Fellowship had been without a pastor since May 4, 2012 when founding Pastor Willie L. Reid Sr., went home to be with the Lord. When the Pulpit Committee opened its nationwide search, it received 196 applications from 26 states and two foreign countries. Pastor Morgan wasn’t in that stack because he didn’t apply. God didn’t see any of the 196 applicants as the next leader of Fellowship and the search process continued. Pastor Morgan was in the second search which drew another 86 applications — none duplicated from the first search.
Pastor Morgan was eventually selected as FBBC’s second pastor, but in the background, there waited a number of important questions he had to consider before accepting. “It was a critical time in my life given the fact that I was still dealing with the death of my father. Weighing heavy on my heart was my mother. Was she going to be alright? I’m my mother’s only child, so having to deal with the thought of God taking her husband and moving her son, all within a 12-month period, that was my concern.”

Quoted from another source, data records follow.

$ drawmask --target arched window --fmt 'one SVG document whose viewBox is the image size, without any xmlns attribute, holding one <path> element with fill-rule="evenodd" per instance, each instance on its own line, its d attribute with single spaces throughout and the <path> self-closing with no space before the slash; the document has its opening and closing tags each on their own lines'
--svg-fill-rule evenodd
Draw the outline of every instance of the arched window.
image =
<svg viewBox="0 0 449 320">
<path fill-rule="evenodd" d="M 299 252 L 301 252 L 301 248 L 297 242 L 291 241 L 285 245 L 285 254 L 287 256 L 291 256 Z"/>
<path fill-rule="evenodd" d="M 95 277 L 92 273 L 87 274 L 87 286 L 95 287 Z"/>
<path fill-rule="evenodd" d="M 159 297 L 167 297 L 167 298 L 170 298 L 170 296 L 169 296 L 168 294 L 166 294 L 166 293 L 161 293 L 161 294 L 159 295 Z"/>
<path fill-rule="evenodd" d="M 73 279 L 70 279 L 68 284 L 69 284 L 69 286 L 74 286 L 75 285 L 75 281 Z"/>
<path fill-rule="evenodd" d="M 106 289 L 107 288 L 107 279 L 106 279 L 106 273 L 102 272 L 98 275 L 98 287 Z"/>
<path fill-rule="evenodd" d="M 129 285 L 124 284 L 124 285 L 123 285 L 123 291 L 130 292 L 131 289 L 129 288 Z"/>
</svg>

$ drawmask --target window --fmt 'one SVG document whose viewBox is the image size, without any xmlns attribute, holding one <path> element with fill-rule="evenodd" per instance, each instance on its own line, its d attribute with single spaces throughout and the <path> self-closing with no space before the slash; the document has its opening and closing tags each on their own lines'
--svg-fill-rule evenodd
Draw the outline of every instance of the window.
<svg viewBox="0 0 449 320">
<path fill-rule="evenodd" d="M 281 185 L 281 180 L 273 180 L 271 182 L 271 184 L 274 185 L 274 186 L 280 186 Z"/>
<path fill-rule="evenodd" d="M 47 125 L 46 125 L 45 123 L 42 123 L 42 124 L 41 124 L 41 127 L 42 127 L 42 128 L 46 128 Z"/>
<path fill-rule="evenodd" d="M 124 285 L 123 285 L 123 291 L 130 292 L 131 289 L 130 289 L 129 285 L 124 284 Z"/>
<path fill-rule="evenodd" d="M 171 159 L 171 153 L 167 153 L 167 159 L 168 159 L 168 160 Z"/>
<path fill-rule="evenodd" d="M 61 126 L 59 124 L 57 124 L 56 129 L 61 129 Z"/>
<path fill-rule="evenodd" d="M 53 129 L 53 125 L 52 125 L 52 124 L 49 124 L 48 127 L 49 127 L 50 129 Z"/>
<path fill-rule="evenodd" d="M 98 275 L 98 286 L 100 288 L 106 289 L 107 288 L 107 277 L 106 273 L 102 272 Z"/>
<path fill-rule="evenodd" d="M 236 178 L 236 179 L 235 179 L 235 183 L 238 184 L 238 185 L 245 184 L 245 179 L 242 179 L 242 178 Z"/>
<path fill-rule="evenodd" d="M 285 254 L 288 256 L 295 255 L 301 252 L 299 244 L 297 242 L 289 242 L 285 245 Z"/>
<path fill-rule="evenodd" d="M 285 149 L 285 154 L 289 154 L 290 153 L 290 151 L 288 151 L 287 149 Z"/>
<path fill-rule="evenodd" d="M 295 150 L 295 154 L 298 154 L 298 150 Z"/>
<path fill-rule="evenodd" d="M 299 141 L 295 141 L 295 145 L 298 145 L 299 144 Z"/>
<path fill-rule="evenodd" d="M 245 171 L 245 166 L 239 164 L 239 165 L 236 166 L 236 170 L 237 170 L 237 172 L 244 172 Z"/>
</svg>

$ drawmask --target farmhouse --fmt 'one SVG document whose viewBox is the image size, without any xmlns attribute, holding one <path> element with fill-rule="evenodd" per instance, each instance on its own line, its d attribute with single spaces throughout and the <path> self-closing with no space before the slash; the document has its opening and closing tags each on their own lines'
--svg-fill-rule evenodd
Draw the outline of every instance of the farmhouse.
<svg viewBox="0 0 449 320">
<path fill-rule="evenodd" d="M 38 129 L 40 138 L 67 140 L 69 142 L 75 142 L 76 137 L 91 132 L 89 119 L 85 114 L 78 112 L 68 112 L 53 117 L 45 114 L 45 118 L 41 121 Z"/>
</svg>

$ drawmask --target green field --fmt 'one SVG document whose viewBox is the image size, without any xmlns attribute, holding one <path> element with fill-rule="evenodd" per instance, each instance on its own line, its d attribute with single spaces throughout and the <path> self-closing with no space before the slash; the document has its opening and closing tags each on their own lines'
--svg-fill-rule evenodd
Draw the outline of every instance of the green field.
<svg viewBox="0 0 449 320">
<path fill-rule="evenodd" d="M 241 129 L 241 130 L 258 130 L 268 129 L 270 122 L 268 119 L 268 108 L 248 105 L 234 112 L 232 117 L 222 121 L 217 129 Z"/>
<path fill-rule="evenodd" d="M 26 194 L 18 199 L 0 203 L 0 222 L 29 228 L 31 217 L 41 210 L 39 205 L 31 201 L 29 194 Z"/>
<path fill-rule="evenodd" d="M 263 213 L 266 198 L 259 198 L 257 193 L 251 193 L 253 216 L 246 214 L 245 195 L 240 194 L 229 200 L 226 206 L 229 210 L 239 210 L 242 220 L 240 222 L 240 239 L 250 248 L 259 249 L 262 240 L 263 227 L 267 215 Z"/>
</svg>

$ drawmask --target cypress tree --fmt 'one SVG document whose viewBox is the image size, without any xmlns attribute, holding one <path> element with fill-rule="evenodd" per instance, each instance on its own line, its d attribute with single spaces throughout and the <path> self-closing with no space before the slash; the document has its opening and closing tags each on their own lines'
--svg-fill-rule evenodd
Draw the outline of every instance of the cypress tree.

And there were certainly other considerations. Morgan is a native of Detroit as is First Lady Laneen. Both are the only children of their mothers, and Detroit was also the only home their three children had ever known, but God had already worked that out. When Pastor Morgan broached the subject with Laneen he received his first confirmation that he had heard God’s calling correctly. “She said to me, the Lord had already dealt with her about this. When are we leaving?” Morgan credits his wife for being spiritually in-tune to how God was shifting and moving them as a family.
The rest, as they say, is history. Pastor Morgan was called to lead FBBC into a new era in February 2015, and he has no plans of going anywhere. “I am fully resolved that where I am, is where God is going to pick me up from. I obviously want to grow. I want to be able to continue to take care of my family, put my children through college and see them become productive citizens and Christians in the world. I obviously want to do all that God will empower me to do to lead this church in a progressive kind of way and continue to do ministry. If I can get those things done, that’s the only scope of horizon that I really foresee. I don’t have another aspiration. This was a total work of God. I think I would do him a disservice if I had another aspiration. We owe God to be faithful where he puts us, and not to manipulate it or use it as a means for something else. I owe God that — and I owe God’s people that. Just be faithful, be grounded, be sincere and love the people of God sincerely.